NextEra Will Buy Dominion Energy in Largest-Ever Electric Utility Deal

Florida-headquartered NextEra Energy, one of the largest U.S. power utilities, is set to buy Virginia-based Dominion Energy in an all-stock deal valued at about $67 billion. The companies announced the deal on May 18, one day after several outlets including POWER reported the energy groups were discussing an agreement to create a utility giant that would have assets from coast to coast. The purchase will create the largest regulated electric utility in the world.
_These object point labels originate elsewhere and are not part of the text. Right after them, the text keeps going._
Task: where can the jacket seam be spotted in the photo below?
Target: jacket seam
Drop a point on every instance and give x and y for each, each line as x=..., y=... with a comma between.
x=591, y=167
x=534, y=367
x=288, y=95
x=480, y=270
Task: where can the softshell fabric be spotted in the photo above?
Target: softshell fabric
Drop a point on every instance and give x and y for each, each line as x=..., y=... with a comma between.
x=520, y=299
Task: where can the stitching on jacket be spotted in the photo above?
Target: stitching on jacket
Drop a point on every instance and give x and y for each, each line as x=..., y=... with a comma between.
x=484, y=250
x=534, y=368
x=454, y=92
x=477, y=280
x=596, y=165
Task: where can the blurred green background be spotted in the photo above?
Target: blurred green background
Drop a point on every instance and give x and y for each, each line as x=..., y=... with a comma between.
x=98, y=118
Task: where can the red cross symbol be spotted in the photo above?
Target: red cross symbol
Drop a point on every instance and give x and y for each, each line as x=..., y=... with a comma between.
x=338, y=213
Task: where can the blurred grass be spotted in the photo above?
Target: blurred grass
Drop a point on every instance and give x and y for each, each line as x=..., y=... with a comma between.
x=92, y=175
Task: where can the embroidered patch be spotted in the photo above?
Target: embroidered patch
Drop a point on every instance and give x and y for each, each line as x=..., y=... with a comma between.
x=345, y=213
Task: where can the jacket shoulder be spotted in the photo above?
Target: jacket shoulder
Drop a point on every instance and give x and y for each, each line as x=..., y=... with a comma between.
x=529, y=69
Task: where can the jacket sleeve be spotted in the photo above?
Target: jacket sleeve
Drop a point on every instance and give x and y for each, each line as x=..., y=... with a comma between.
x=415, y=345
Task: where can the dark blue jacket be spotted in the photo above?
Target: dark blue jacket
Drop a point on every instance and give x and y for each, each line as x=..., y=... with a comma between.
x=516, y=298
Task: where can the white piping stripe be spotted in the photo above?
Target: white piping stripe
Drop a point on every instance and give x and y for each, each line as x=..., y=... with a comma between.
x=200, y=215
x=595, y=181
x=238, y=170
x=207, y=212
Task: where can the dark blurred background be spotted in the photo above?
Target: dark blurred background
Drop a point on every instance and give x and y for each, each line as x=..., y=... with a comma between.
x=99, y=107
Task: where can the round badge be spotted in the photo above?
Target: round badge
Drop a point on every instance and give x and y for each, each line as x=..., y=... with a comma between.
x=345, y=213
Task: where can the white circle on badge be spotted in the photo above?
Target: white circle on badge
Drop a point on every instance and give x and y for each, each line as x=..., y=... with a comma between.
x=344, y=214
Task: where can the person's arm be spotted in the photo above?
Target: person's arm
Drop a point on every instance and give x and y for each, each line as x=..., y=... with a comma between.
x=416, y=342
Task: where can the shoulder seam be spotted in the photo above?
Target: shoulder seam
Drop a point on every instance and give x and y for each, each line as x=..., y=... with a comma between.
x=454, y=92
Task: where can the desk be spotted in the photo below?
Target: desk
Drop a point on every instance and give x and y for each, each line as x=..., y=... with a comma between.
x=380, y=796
Analysts have said the deal is tied to NextEra’s goal of being a leading player in supplying power for the energy-intensive data center sector. Dominion, with four million customers in Virginia and the Carolinas, is the utility currently most closely tied to providing electricity for the so-called “Data Center Alley” of Loudon County, Virginia.
NextEra’s market cap of $195 million makes it the largest U.S. utility by valuation, almost twice as much as Southern Co., the next-largest utility, which has a market cap of about $104 billion. NextEra also is the biggest renewable energy developer in the U.S. The company includes a regulated utility serving about six million customers in Florida. The company also has an unregulated unit focused on renewable energy (click here for a map of NextEra’s operations).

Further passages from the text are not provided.